La majorité des dirigeants de TPE et PME n'ont jamais fait réaliser de diagnostic stratégique de leur entreprise. Non pas par négligence, mais parce que cet exercice est traditionnellement associé aux grandes structures. C'est une erreur de perception — et probablement l'une des plus coûteuses.
Ce qu'est réellement un diagnostic stratégique
Un diagnostic stratégique n'est ni un audit comptable ni un contrôle de gestion. C'est un exercice global qui évalue l'ensemble des dimensions d'une entreprise — sa santé financière, son organisation, sa capacité commerciale, sa gouvernance, son positionnement marché — pour identifier les forces sur lesquelles capitaliser et les faiblesses à corriger avant qu'elles ne deviennent des menaces.
Les cabinets de conseil comme McKinsey, BCG ou Bain utilisent depuis des décennies des méthodologies structurées pour ces analyses : matrice SWOT, modèle PESTEL, 5 forces de Porter. Ces outils ne sont pas réservés aux entreprises du CAC 40. Ils sont tout aussi pertinents — et souvent plus urgents — pour une entreprise de 5 ou 15 personnes.
Pourquoi les TPE et PME en ont particulièrement besoin
Une étude de la Banque de France sur les défaillances révèle que 80 % des cessations auraient pu être évitées avec une détection précoce des problèmes. Les causes les plus fréquentes ne sont pas spectaculaires : concentration client, suivi financier insuffisant, absence de formalisation des processus, dirigeant qui porte seul l'entreprise.
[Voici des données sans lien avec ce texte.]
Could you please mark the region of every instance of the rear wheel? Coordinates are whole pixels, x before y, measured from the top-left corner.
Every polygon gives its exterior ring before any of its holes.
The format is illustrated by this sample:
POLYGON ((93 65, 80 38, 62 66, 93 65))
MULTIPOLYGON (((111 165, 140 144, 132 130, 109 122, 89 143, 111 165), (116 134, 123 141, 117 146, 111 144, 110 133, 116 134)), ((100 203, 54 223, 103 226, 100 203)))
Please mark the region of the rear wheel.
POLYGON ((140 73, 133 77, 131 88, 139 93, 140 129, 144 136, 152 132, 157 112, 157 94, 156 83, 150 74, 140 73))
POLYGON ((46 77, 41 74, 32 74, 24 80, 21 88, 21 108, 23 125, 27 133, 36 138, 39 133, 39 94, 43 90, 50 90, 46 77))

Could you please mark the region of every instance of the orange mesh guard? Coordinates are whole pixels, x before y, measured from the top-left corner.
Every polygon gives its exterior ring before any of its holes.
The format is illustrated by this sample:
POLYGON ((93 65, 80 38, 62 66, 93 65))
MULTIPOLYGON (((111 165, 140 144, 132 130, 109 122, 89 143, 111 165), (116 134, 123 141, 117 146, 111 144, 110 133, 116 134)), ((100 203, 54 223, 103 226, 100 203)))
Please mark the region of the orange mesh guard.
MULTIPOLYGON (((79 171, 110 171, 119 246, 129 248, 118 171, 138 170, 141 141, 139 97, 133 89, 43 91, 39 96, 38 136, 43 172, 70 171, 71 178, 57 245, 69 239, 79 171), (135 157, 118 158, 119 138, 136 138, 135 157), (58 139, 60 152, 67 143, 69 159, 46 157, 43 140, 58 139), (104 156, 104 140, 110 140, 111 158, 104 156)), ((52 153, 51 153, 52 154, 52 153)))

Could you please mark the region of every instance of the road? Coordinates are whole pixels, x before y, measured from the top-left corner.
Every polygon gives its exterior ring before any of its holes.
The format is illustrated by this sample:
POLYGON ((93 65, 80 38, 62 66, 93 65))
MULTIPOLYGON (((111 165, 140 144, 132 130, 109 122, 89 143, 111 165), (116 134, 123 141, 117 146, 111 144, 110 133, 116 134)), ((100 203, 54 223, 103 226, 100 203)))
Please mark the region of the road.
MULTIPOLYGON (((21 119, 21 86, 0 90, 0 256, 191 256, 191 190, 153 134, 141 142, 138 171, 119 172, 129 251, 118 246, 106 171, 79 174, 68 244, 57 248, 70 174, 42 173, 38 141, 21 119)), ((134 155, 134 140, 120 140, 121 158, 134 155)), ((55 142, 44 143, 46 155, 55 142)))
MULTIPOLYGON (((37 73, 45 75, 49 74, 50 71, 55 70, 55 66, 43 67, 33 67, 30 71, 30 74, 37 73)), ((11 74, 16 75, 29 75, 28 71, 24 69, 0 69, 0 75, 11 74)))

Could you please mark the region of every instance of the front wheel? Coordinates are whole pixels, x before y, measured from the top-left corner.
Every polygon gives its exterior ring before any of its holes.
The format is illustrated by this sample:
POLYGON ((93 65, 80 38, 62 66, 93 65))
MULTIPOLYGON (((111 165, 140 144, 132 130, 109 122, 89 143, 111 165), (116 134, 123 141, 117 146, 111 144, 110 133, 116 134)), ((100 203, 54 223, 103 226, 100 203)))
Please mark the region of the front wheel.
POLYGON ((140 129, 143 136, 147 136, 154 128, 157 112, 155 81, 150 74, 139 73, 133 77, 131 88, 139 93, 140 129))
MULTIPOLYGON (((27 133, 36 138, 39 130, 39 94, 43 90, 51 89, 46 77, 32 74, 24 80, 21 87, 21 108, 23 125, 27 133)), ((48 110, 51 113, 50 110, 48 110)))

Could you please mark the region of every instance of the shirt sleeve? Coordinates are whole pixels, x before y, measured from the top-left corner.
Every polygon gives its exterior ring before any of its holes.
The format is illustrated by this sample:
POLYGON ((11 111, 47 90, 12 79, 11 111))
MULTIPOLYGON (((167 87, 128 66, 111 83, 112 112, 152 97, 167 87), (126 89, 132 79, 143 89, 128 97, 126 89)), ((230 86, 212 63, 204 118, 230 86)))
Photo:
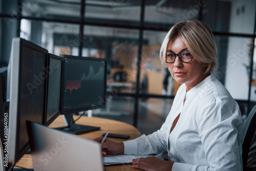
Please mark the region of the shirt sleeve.
POLYGON ((242 170, 243 122, 236 102, 216 101, 198 113, 199 137, 208 166, 175 163, 173 171, 242 170))

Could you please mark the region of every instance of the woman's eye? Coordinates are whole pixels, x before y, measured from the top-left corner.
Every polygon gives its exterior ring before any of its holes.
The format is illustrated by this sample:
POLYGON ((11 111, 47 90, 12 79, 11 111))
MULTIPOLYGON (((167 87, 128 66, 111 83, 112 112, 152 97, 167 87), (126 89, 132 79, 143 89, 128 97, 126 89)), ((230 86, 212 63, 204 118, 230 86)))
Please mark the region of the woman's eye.
POLYGON ((189 53, 184 53, 183 56, 185 57, 189 57, 190 56, 190 54, 189 53))
POLYGON ((174 54, 168 54, 167 55, 167 56, 168 56, 168 57, 173 58, 174 57, 174 54))

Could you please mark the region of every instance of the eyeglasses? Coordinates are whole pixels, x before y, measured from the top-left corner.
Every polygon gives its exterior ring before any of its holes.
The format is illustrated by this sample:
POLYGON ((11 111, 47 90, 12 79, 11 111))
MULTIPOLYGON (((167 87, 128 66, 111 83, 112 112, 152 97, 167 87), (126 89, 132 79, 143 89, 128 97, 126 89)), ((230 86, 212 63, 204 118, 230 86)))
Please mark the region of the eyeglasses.
POLYGON ((178 54, 172 52, 166 52, 165 62, 166 63, 173 63, 175 61, 177 56, 179 57, 180 60, 185 63, 189 62, 192 60, 192 56, 188 51, 181 51, 178 54))

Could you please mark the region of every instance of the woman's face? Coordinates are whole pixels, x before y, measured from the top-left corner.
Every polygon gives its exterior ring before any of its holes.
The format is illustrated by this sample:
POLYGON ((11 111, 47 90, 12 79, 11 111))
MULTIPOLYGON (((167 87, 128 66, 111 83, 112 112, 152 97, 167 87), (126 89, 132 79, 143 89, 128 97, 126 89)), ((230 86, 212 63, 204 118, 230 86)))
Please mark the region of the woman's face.
MULTIPOLYGON (((166 56, 171 52, 178 54, 184 50, 187 50, 187 48, 181 38, 178 37, 169 41, 166 56)), ((174 79, 179 83, 185 83, 187 91, 210 75, 204 74, 206 64, 199 62, 194 58, 190 62, 184 63, 177 56, 173 63, 168 63, 167 65, 174 79)))

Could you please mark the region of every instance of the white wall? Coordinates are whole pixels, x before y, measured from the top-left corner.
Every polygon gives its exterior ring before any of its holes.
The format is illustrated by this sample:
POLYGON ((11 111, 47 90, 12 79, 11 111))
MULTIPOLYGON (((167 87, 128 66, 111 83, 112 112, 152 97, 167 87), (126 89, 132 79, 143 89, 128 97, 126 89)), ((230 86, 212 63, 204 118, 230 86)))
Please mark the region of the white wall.
MULTIPOLYGON (((253 33, 255 3, 255 1, 250 0, 232 1, 230 32, 253 33), (244 13, 242 12, 243 6, 244 13)), ((229 37, 225 86, 236 99, 248 99, 248 77, 244 63, 249 63, 250 42, 248 38, 229 37)))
Dans une grande entreprise, ces signaux sont détectés par le contrôle de gestion ou les auditeurs. Dans une TPE, le dirigeant est souvent le seul à pouvoir les voir — et il est trop pris par le quotidien pour prendre le recul nécessaire.
Les CCI et les CMA proposent des accompagnements, mais leurs ressources sont limitées. Bpifrance offre des missions subventionnées, mais elles ciblent principalement les PME à partir de 5 millions d'euros de CA.
Comment se déroule un diagnostic stratégique
Un diagnostic sérieux se déroule en phases. La collecte d'informations d'abord : données financières, organisation, processus commerciaux, positionnement marché, gouvernance. Puis l'analyse : les données sont croisées, confrontées aux moyennes sectorielles, passées au crible des outils stratégiques. Enfin la restitution : un rapport structuré avec constats, analyse externe, synthèse SWOT et plan d'action priorisé.
Les erreurs les plus courantes
Attendre d'être en difficulté pour faire un diagnostic. Confondre diagnostic et solution — le diagnostic identifie, c'est le plan d'action qui résout. Et ne pas être sincère dans ses réponses — un diagnostic est aussi précis que les informations qui l'alimentent.